Tentarei eu portanto iniciar-vos em seu poder, e vós o ensinareis aos outros. Mas é preciso primeiro aprenderdes a natureza humana e as suas vicissitudes. Com efeito, nossa natureza outrora não era a mesma que a de agora, mas diferente.

Em primeiro lugar, três eram os gêneros da humanidade, não dois como agora, o masculino e o feminino, mas também havia a mais um terceiro, comum a estes dois, do qual resta agora um nome, desaparecida a coisa; andrógino era então um gênero distinto, tanto na forma como no nome comum aos dois, ao masculino e ao feminino, enquanto agora nada mais é que um nome posto em desonra. (...) Eis por que eram três os gêneros, e tal a sua constituição, porque o masculino de início era descendente do sol, o feminino da terra, e o que tinha de ambos era da lua, pois também a lua tem de ambos; e eram assim circulares, tanto eles próprios como a sua locomoção, por terem semelhantes genitores.

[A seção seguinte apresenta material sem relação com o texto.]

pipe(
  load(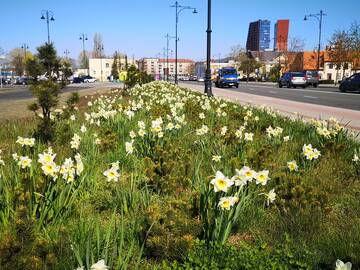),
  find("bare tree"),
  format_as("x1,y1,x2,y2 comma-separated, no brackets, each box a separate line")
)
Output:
327,30,350,84
279,37,305,70
92,33,105,58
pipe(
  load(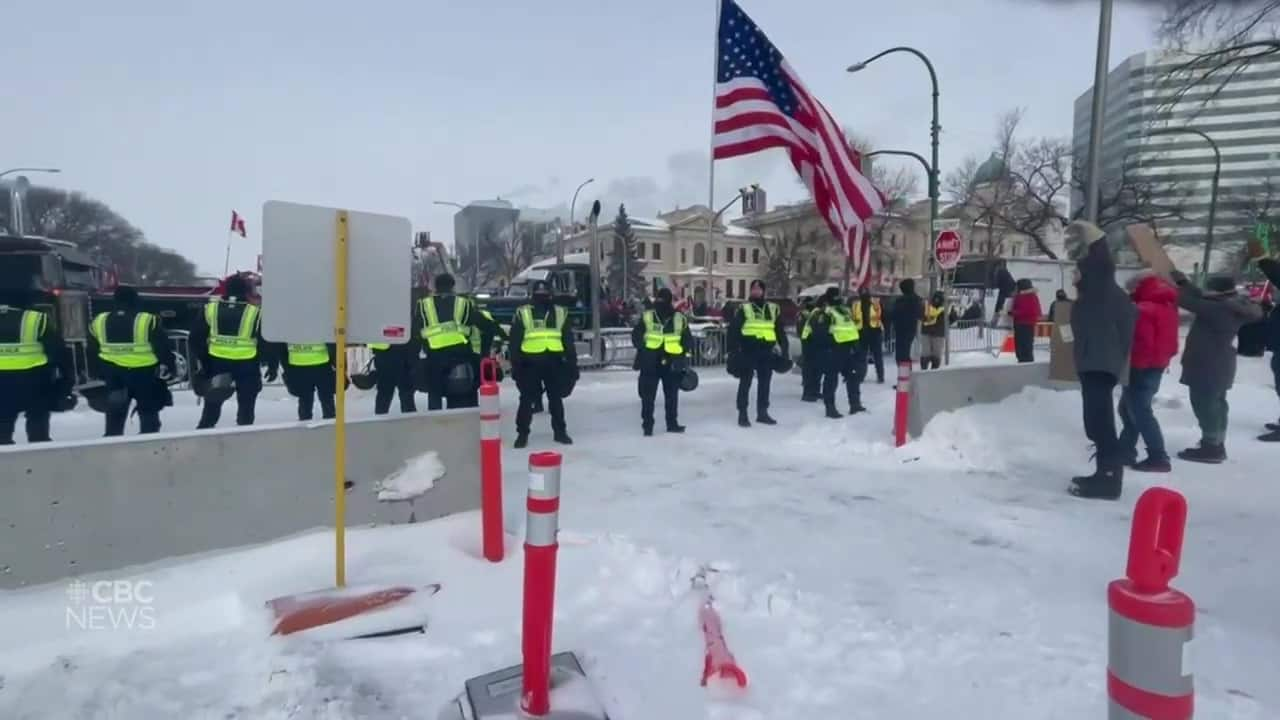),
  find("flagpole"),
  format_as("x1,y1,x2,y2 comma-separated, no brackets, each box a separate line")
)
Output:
703,0,722,310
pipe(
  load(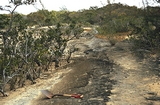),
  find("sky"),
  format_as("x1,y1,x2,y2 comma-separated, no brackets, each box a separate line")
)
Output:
0,0,159,14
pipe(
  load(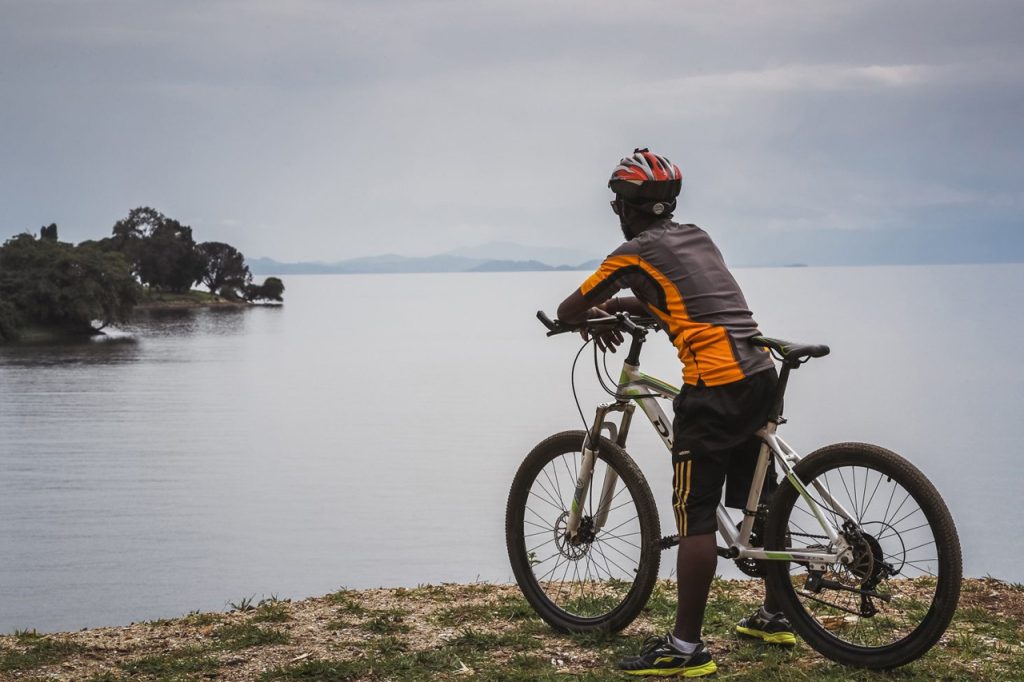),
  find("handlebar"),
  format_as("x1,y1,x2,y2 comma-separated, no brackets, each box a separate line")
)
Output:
537,310,658,336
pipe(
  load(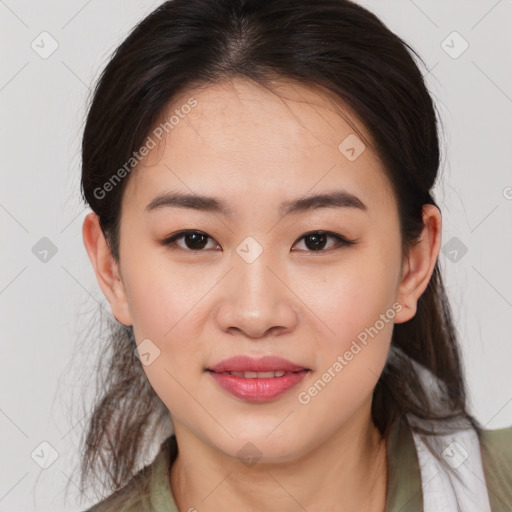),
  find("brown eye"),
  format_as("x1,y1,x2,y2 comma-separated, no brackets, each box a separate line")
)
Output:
292,231,356,252
162,231,219,252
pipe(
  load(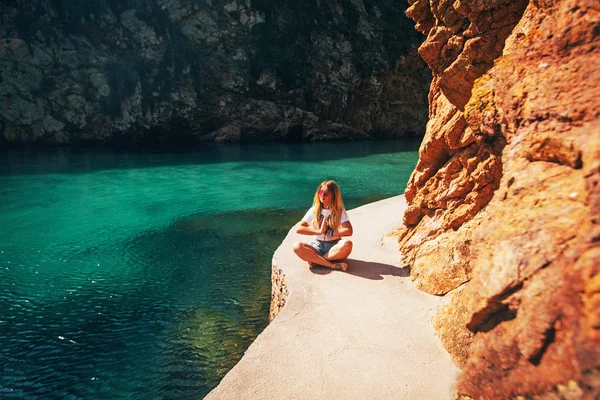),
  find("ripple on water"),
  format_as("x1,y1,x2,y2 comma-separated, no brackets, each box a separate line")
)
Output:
0,143,418,400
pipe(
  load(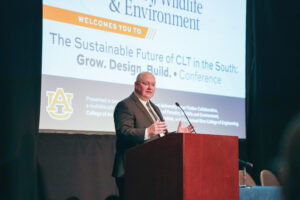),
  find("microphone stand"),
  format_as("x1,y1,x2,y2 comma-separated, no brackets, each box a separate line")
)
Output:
175,102,196,133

Eram por conseguinte de uma força e de um vigor terríveis, e uma grande presunção eles tinham; mas voltaram-se contra os deuses, e o que diz Homero de Efialtes e de Otes é a eles que se refere, a tentativa de fazer uma escalada ao céu, para investir contra os deuses.

Zeus então e os demais deuses puseram-se a deliberar sobre o que se devia fazer com eles, e embaraçavam-se; não podiam nem matá-los e, após fulminá-los como aos gigantes, fazer desaparecer-lhes a raça - pois as honras e os templos que lhes vinham dos homens desapareceriam - nem permitir-lhes que continuassem na impiedade.

Depois de laboriosa reflexão, diz Zeus: Acho que tenho um meio de fazer com que os homens possam existir, mas parem com a intemperança, tornados mais fracos. Agora com efeito, continuou, eu os cortarei a cada um em dois, e ao mesmo tempo eles serão mais fracos e também mais úteis para nós, pelo fato de se terem tomado mais numerosos; e andarão eretos, sobre duas pernas. Se ainda pensarem em arrogância e não quiserem acomodar-se, de novo, disse ele, eu os cortarei em dois, e assim sobre uma só perna eles andarão, saltitando.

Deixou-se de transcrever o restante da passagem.